Figure 1

Schematic diagram of constructs and expression of vaccine plasmids. A. A diagram of the WNV genome is shown in the center, and the segments of the genome used in the vaccine constructs are shown above (DIII-modified) and below (prM/E-modified). The construct expressing prM/E was previously described [26]. The DIII region of the E gene (amino acids 586-705) was cloned downstream of the tpA leader sequence, and in some cases, P28 was also cloned in frame and directly after the 3' end of the DIII gene. An artificial BamHI site and stop codon was engineered at position 705 in the E gene to create the truncated Ecto E gene, and P28 was cloned into the Ecto E construct using the BamHI site to create the Ecto E-P28 construct.
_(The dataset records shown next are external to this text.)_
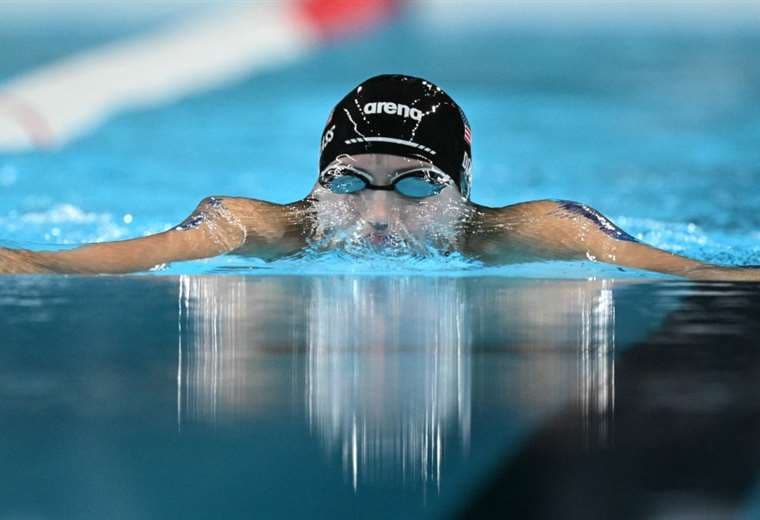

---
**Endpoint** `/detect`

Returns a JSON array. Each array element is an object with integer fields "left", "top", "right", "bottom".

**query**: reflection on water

[{"left": 177, "top": 275, "right": 619, "bottom": 489}]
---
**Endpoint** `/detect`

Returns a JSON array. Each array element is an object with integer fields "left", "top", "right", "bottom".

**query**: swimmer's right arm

[{"left": 0, "top": 197, "right": 308, "bottom": 274}]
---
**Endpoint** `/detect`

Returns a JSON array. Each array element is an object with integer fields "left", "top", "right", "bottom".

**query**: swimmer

[{"left": 0, "top": 75, "right": 760, "bottom": 280}]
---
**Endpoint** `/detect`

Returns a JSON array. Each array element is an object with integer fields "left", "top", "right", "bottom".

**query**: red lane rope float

[{"left": 296, "top": 0, "right": 399, "bottom": 39}]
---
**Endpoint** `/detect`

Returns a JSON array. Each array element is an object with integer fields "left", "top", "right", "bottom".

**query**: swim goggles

[{"left": 319, "top": 164, "right": 452, "bottom": 199}]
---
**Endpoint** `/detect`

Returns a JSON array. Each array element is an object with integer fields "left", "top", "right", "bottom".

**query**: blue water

[{"left": 0, "top": 15, "right": 760, "bottom": 273}]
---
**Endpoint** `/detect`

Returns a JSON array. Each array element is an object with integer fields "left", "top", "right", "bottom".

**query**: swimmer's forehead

B. Supernatants from 293T cells transiently transfected with plasmid DNA were assessed by SDS-PAGE and Western blot. The membrane was probed by with the DIII-specific monoclonal antibody, 7H2. Lane 1: DIII-DNA; Lane 2: DIII-P28-DNA; Lane 3: prM/Ecto E-DNA; Lane 4: prM/Ecto E-P28-DNA; Lane 5: prM/E-DNA; Lane 6: P28-DNA only; Lane 7: Vector DNA only.